ARM CORTEX-M · PRESENTATION 04

Memory System & MPU

Memory Map · Bit-Banding · Barriers · MPU · Caches · TCM

No MMU. No virtual memory. Just a carefully-partitioned 4 GiB of physical address space.

Why a Fixed Memory Map?

Every Cortex-M sees the same 4 GiB map. The architecture fixes eight regions, each with default attributes and semantics.
A vendor SoC maps its flash, SRAM, peripherals and external memories inside these regions — but the region boundaries and defaults are architectural.
The compiler / linker can therefore assume memory semantics (e.g. that 0x4000_0000 is Device memory) without device-specific macros.
The NVIC, SCB, MPU, FPU, SysTick, and CoreSight components live at fixed addresses inside the Private Peripheral Bus (PPB).

Consequence

If you port an RTOS port from STM32 to Nordic to NXP, the address of SCB->VTOR is identical.
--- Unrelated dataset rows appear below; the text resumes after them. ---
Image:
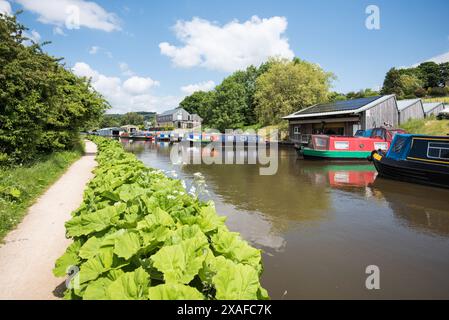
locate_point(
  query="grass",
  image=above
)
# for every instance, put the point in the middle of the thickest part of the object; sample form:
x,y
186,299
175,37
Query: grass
x,y
429,126
21,186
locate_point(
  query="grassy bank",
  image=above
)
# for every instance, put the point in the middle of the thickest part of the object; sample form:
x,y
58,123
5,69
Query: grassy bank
x,y
21,186
139,235
427,126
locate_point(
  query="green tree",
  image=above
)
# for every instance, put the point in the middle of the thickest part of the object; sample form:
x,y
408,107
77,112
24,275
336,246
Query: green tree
x,y
289,86
199,102
228,105
43,106
132,118
430,75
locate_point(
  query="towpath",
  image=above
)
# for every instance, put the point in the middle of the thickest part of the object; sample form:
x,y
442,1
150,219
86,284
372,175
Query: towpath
x,y
29,253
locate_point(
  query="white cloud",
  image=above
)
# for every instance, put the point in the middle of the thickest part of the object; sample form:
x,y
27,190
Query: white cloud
x,y
72,14
5,8
34,36
202,86
126,71
94,50
130,95
438,59
59,31
229,47
138,85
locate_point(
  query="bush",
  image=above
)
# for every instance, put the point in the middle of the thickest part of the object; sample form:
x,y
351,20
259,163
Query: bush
x,y
139,235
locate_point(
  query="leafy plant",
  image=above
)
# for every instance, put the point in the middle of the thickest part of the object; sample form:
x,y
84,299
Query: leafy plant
x,y
140,235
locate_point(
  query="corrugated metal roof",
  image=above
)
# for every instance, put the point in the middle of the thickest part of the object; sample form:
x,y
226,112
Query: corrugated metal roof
x,y
429,106
404,104
339,107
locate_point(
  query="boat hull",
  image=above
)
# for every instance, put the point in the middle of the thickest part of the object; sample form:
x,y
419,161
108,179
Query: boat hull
x,y
313,154
412,171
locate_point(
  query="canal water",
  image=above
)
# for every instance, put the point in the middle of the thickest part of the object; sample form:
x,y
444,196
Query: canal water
x,y
320,224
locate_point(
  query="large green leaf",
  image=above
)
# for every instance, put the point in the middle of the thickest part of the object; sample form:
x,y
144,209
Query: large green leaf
x,y
174,291
180,263
230,245
68,259
130,286
92,222
235,281
127,245
97,290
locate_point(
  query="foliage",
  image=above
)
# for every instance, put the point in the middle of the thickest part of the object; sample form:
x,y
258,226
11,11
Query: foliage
x,y
43,106
21,185
138,235
199,102
428,78
290,86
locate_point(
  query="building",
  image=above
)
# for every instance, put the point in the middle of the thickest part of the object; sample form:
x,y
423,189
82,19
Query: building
x,y
109,132
433,108
343,117
410,109
178,119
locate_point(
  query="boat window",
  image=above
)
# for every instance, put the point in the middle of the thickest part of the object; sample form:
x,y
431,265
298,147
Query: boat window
x,y
438,151
399,144
341,145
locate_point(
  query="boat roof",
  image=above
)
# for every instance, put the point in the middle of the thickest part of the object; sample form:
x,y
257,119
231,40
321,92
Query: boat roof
x,y
339,107
404,104
429,106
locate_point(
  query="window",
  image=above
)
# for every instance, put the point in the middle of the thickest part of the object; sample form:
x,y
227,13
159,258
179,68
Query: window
x,y
341,145
438,151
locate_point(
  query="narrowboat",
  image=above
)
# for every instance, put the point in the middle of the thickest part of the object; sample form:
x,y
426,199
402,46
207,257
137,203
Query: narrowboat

The peripheral offsets change; the core does not.

Consequence

Attributes like "Normal" vs "Device" memory are typed by the region (default), but the MPU can override them on a region-by-region basis.

The Eight Regions

0xFFFF_FFFF

Vendor (reserved)

0xE010_0000

Private Peripheral Bus (PPB) — NVIC · SCB · SysTick · FPU · MPU · CoreSight (Strongly-Ordered)

0xE000_0000

External Device — off-chip devices: eMMC controllers etc. (Device memory)

0xA000_0000

External RAM — off-chip SDRAM / HyperRAM / QSPI-XIP (Normal memory, cacheable)

0x6000_0000

Peripheral — on-chip peripherals, DMAs, GPIO, AHB/APB blocks (Device memory)

0x4000_0000

SRAM — on-chip SRAM; bit-band alias at 0x2200_0000 (Normal memory)

0x2000_0000

Code — flash / ROM; vector table at reset (Normal memory, executable)

0x0000_0000

▲

Each region is 512 MiB. The PPB is Strongly-Ordered — every access must complete in program order; no speculative fetch, no write-buffer.

Code Region — 0x0000_0000

Vector table must be reachable at address 0 after reset.
Most SoCs "alias" flash to 0x0000_0000 (e.g. STM32 BOOT0 pin selects flash vs system-memory vs SRAM).
Normal memory semantics — cacheable, bufferable, executable.
Instructions can also be fetched from the SRAM region, but performance on M3/M4 is lower because of the bus matrix design — M7 mitigates this via I-cache + AXI.

Layout inside Code region (vendor pattern)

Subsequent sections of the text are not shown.